7.26.2008

Day 28, Welcome to Colorful Colorado, please enjoy the rodeo

Here is a slight disclaimer: I already love Colorado. I have loved it since I was a boy. I love the Rockies. I love the people and their athletic friendliness. I love the air. I love the Broncos. I love the milk. I love everything you can do here. I love that I have already met someone who has made the long flight to my hometown. I even loved John Denver when he guested on The Muppet Show.

I love it and I've looked forward to it and I got into it at about 8 this morning.

Our last night in Kansas was quite eventful. I had two bean burritos and mushrooms at a restaurant that also sold videos and bric-a-brac. Get Disney's First Kid starring Sinbad and a Hommel figurine for 5 bucks with a free side of curly fries. We ate with efficient joy, set up tent, and brushed teeth so that we could pass out by 8. We did this because we planned on waking up at 3 and making the long trip to Ordway without wind or sun.

Five minutes into sleep and a blinding light shines right into my face. I'm convinced it's either a group of people come to kill me or the sheriff come to write me a ticket for failing to yield fully at the 4-way. It is neither. It is the lights to the tennis court and, while I closed my eyes as tightly as I could, I did manage to make out that it was a very important match between two teenage girls who were both terrified of the ball. I have never heard such screaming.

I woke up again to my tent slowly suffocating me. The wind had picked up so fiercely that the side wall had wrapped itself around my face and blown up my nostrils. This was followed by a loud crash. Connor's bike had been blown into the air and onto the ground. He rushed to right it while I held his tent down.

My alarm went off just as I got to sleep. I had stayed up praying we wouldn't be struck by lightning. The storm worsened. The heat lightning had gone, but the wind picked up and was blowing against us. Connor's tent was completely smushed in on him. If we were to head out, we'd have to bike as hard as we could just to be blown backwards into Missouri. We made a tough executive decision: we went back to sleep.

We were back up at 530 and got ready to go. The wind might be up, but the storm had put hundreds of wonderful clouds in the air. I was even a little bit cold. We pushed on.

Then the best thing happened. We couldn't feel the wind. It was behind us and it stayed behind us as it pushed us across the rest of Kansas and 100 miles into Colorado. As I said in the first paragraph, I just love Colorado.

We ate lunch in Eads and were joined by a couple of Dubliners. These two got together over a couple of beers and drew up a map of places they wanted to see in the states using Google maps.
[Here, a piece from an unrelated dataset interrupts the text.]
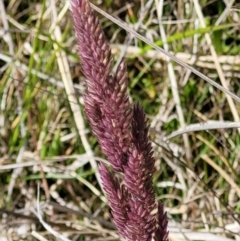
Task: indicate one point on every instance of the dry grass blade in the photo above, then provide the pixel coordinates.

Then they bought a road atlas and set about biking -- up to Yellowstone from San Francisco, back down to Vegas, over to the Rockies via Arizona, the desert at its hottest, and an Indian reservation.

They rode until they were tired and then they slept on the shoulder. They ate with real hunger at lunch. They survived the desert and coming upon town after town that existed on the maps but had either burned down or been abandoned. They had managed to see most of what they'd wanted to and they were only halfways.

I was very impressed. They weren't even sunburnt.

We arrived in Ordway at 6, had a decent meal, I lost a challenge to see if I could eat 3 pieces of bread in a minute (impossible), and we had a strange conversation with a curved-over man in camouflage about rattlesnakes. We went to Gillian's house and then the county rodeo.

Gillian is a woman from New Zealand who is kind enough to let cyclists into her home despite her being at work all day in the penitentiary. She has a hurt baby goose in her bathtub. She also has Alicia, who is working around the place in the mornings so she can live in sleepy, lovely Ordway. I have yet to meet Gillian, but I have spoken to her on the telephone.

The rodeo was tremendous. We walked from the dirt field in back of Gillian's to the floodlights and the music. We got there in time for the pairs cow lasso thingy, which was giving every rider trouble, and we stayed as the sun and lightning disappeared and the bull riding began.

One bull (KO) was not having it. He kicked and kicked in the stocks. Oddly, he was riden the longest. Heat -- what you could describe as a stretch-bull -- seemed friendly enough until he bucked his rider into the ground and stood on the boy's ribs. The boy, who had prayed to Jesus just moments before, was not that phased by being trampled. He was much more upset at going out so early. He had a nice pink shirt, sequined chaps, a new haircut (his neck tan gave him away), and he walked with all the unearned confidence young men often pretend to. He kept himself twice as busy after his loss, which helped keep his eyes down and away from the crowd.